April 21, 2026 [Reuters]- Spanish gas grid operator Enagas said on Tuesday it had reached an agreement with Singapore sovereign wealth fund GIC to buy its 31.5% stake in French gas grid operator Terega for 573 million euros ($674.65 million).
The deal, which the firm expects to close this year, is in line with Enagas’ shift towards hydrogen infrastructure and security of supplies in Europe.
In recent years, Enagas has sold assets in the United States, Chile and Mexico as it refocused on Spain and Europe.
Terega operates more than 5,000 km (3,106 miles) of natural gas pipelines and two underground storage facilities, which correspond to around 16% of France’s gas transport network and 27% of its storage capacity.
Reuters reported in October that Enagas held talks to acquire GIC’s stake in Terega, its partner in a planned Spain-France hydrogen pipeline. The companies already operate gas pipeline connections between the two countries.
The transaction will benefit both companies and both countries, Enagas said in a statement, strengthening security of supply and decarbonisation goals while keeping the independence of both operators.
Enagas expects a return on investment of 8% from the deal and an average contribution to net profit of 15 million euros a year through 2032.

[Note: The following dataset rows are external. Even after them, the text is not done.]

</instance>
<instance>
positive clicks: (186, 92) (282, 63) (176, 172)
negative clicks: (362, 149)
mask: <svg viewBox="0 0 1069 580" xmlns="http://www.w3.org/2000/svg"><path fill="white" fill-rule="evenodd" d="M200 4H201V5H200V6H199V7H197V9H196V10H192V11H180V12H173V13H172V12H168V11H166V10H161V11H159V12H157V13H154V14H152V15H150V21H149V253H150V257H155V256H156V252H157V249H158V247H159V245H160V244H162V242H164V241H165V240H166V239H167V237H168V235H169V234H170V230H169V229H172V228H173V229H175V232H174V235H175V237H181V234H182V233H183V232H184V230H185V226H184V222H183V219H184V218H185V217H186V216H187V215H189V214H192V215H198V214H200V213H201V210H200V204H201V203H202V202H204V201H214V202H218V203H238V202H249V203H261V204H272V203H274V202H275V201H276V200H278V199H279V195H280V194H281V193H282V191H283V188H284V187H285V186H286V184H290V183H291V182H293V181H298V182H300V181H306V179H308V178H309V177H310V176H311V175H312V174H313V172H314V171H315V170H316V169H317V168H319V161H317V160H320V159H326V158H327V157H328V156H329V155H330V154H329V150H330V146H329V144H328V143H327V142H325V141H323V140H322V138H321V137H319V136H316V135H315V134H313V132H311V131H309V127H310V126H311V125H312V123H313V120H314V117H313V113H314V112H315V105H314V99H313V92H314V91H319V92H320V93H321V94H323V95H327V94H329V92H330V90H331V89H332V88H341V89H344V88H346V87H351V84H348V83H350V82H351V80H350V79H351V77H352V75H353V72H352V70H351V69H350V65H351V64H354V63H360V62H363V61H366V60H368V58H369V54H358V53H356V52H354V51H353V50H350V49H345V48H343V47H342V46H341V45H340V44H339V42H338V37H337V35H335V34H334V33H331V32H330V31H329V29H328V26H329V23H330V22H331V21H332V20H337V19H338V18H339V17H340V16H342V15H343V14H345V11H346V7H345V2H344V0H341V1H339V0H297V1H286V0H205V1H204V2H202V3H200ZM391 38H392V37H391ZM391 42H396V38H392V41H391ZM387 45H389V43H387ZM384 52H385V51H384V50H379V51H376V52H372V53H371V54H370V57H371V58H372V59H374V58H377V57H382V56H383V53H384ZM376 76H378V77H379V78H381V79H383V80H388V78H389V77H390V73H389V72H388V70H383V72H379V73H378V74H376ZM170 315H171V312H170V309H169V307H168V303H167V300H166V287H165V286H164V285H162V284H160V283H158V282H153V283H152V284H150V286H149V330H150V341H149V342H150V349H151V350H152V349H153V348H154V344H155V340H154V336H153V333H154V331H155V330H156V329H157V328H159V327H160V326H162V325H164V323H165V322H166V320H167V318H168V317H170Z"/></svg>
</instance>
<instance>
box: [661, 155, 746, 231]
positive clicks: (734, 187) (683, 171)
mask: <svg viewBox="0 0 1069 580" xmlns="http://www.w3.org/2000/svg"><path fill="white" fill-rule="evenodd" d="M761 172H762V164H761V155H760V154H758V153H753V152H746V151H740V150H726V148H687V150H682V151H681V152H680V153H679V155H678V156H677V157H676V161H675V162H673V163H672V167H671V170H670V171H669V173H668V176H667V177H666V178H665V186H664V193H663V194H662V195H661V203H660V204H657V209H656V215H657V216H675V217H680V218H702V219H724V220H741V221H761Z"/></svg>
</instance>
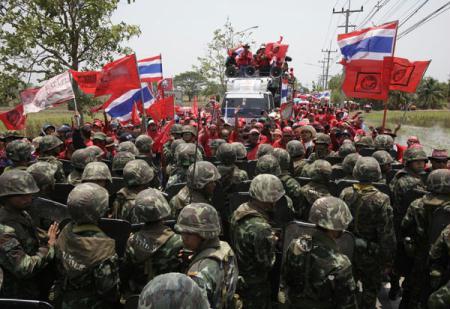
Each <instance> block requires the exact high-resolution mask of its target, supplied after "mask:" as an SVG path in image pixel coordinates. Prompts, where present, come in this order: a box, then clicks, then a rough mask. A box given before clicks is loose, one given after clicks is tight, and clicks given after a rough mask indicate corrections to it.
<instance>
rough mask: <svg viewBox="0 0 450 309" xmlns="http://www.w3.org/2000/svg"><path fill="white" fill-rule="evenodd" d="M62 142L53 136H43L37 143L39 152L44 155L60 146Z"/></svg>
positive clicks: (55, 136)
mask: <svg viewBox="0 0 450 309" xmlns="http://www.w3.org/2000/svg"><path fill="white" fill-rule="evenodd" d="M62 144H63V142H62V141H61V140H60V139H59V138H57V137H56V136H54V135H45V136H43V137H42V139H41V141H40V142H39V151H40V152H41V153H45V152H47V151H50V150H53V149H55V148H57V147H59V146H61V145H62Z"/></svg>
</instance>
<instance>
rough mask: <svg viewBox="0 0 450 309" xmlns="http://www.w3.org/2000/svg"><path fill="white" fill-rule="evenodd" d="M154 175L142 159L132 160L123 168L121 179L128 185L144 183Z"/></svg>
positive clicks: (146, 164)
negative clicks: (123, 180)
mask: <svg viewBox="0 0 450 309" xmlns="http://www.w3.org/2000/svg"><path fill="white" fill-rule="evenodd" d="M153 177H155V172H154V171H153V169H152V168H151V167H150V166H149V165H148V163H147V162H145V161H144V160H140V159H137V160H133V161H130V162H128V163H127V164H126V165H125V167H124V168H123V180H124V181H125V184H126V185H127V186H128V187H133V186H139V185H145V184H148V183H150V181H152V180H153Z"/></svg>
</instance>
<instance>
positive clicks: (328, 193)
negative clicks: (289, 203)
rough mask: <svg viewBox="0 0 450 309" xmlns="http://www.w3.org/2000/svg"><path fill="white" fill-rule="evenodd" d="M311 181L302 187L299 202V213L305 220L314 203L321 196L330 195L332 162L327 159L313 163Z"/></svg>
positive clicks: (304, 220)
mask: <svg viewBox="0 0 450 309" xmlns="http://www.w3.org/2000/svg"><path fill="white" fill-rule="evenodd" d="M308 176H309V177H310V178H311V181H310V182H308V183H307V184H306V185H304V186H303V187H301V189H300V192H301V197H300V202H299V206H298V208H299V211H298V213H299V215H300V216H301V218H302V220H303V221H307V220H308V218H309V210H310V209H311V206H312V204H313V203H314V202H315V201H316V200H317V199H319V198H321V197H324V196H329V195H331V194H330V190H329V189H328V184H329V182H330V177H331V164H330V163H329V162H328V161H325V160H320V159H319V160H316V161H314V162H313V163H312V164H311V168H310V170H309V172H308Z"/></svg>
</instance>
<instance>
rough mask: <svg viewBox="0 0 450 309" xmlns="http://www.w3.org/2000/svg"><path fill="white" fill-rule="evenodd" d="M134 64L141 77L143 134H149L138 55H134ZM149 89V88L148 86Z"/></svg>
mask: <svg viewBox="0 0 450 309" xmlns="http://www.w3.org/2000/svg"><path fill="white" fill-rule="evenodd" d="M134 62H135V63H136V70H137V72H138V77H139V92H140V93H141V101H142V124H141V133H145V132H147V115H146V112H145V106H144V93H143V92H142V85H141V83H142V82H141V75H140V74H139V66H138V64H137V58H136V53H135V54H134ZM147 87H148V86H147Z"/></svg>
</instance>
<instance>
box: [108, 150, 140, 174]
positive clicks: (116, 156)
mask: <svg viewBox="0 0 450 309" xmlns="http://www.w3.org/2000/svg"><path fill="white" fill-rule="evenodd" d="M134 159H136V157H135V156H134V154H132V153H131V152H128V151H120V152H118V153H117V154H116V155H115V156H114V158H113V160H112V164H111V165H112V167H111V170H112V171H113V172H119V171H123V168H124V167H125V165H126V164H127V163H128V162H130V161H133V160H134Z"/></svg>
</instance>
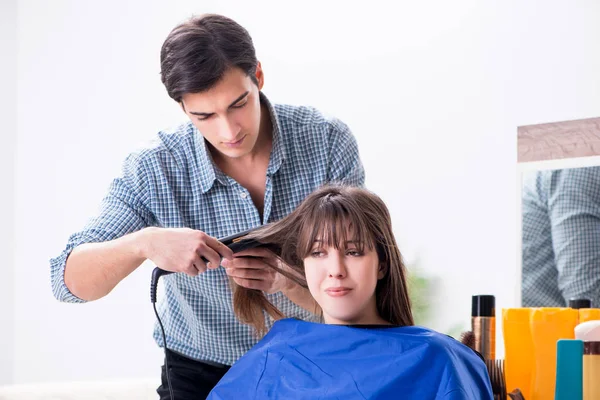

Enagas also agreed to sell a 40% stake in Enagas Renovable to Hy24 for 48 million euros, keeping a 20% stake in the company. This sale will have a positive impact of 9.5 million euros on net profit this year, it said.
The company said its first-quarter net profit fell almost 13% to 56.9 million euros compared with the same period last year, but added it was on track to meet its 2026 targets.